With National Rally having stormed to victory in the first round of France’s legislative election, commentators are once again asking: why do ‘far Right’ parties keep winning votes in Europe? (I put ‘far Right’ in quotation marks, as I realise the designation is contested.)
Left-wing academics view the ‘far Right’ the same way early European explorers viewed the native people they encountered – as primitive, dangerous and in need of ‘civilising’. They have come up with all manner of convoluted and implausible answers to the question above. It must be austerity. Or income inequality. Or ‘disinformation’.
Notice how ideologically convenient these answers are: they’re essentially the Left’s favourite hobby horses. Leftists already want action on austerity, income inequality and disinformation, so they just kind of assume those things are behind the rise of the ‘far Right’. Why is the ‘far Right’ on the rise, you ask? Turns out it’s because we haven’t been doing everything the Left wanted to do anyway.

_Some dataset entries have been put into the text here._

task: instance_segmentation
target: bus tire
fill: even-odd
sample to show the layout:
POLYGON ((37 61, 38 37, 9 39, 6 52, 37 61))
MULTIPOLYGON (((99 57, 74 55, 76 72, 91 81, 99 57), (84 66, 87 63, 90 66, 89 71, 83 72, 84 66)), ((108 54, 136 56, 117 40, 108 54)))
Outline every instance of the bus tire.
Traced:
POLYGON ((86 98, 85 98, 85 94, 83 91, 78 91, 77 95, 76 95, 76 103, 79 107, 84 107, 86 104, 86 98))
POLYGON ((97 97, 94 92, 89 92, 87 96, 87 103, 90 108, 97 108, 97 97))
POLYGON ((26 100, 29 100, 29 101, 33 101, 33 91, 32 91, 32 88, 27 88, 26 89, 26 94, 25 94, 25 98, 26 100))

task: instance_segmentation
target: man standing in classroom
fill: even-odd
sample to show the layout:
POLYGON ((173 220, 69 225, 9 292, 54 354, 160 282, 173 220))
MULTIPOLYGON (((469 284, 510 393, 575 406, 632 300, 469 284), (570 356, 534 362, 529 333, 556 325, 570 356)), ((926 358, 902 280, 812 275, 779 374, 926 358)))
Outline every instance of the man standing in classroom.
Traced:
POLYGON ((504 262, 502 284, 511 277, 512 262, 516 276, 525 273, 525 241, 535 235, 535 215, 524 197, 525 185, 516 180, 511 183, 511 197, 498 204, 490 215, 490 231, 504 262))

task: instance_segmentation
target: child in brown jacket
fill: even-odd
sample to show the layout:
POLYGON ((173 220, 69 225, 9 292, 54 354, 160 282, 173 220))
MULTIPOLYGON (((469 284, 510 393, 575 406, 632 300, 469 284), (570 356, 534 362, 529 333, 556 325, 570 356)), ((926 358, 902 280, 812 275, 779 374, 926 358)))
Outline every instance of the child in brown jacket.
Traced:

The preceding answers don’t make much sense either. Why would people concerned about austerity and income inequality vote for the ‘far Right’ when they could just vote for the Left, which is much more focused on those issues? And why would people be more susceptible to ‘disinformation’ than to the supposedly correct information that’s constantly broadcast through all mainstream media?
The real reason the ‘far Right’ is on the rise is very simple: immigration – particularly Muslim immigration. Of course, Left-wing commentators refuse to believe this because it would mean their own preferred policies are the root cause of something they claim is an existential threat to democracy.
The fact that immigration – and not austerity, income inequality or ‘disinformation’ – is behind the rise of the ‘far Right’ can be seen very clearly in the case of Denmark.
Like most of Western Europe, the small Scandinavian country had seen large-scale immigration from the Middle East and North Africa, which prompted the formation of several ‘far Right’ parties. At the 2015 election, one such party (the Danish People’s Party) came second with 21% of the vote. At the next election in 2019, the Social Democrats (the country’s main Left-wing party) ran on a platform of immigration restrictionism and support for the welfare state. It won the most votes and was able to form a government with the other Left-wing parties. At the most recent election in 2022, the two ‘far Right’ parties got only 6% of the vote.
This example shows that the ‘far Right’ ceases to be an important political force when centrist parties adopt immigration restrictionism.
All those parties have to do is not pursue a policy that radically changes the country’s demographic composition and makes housing increasingly unaffordable. But they can’t help themselves: for some inexplicable reason, they just have to keep letting people in.
If the Left really wanted to neutralise the ‘far Right’, they would pursue the same strategy as the Danish Social Democrats. Since they choose not to, it’s hard to take their hand-wringing over ‘threats to democracy’ seriously.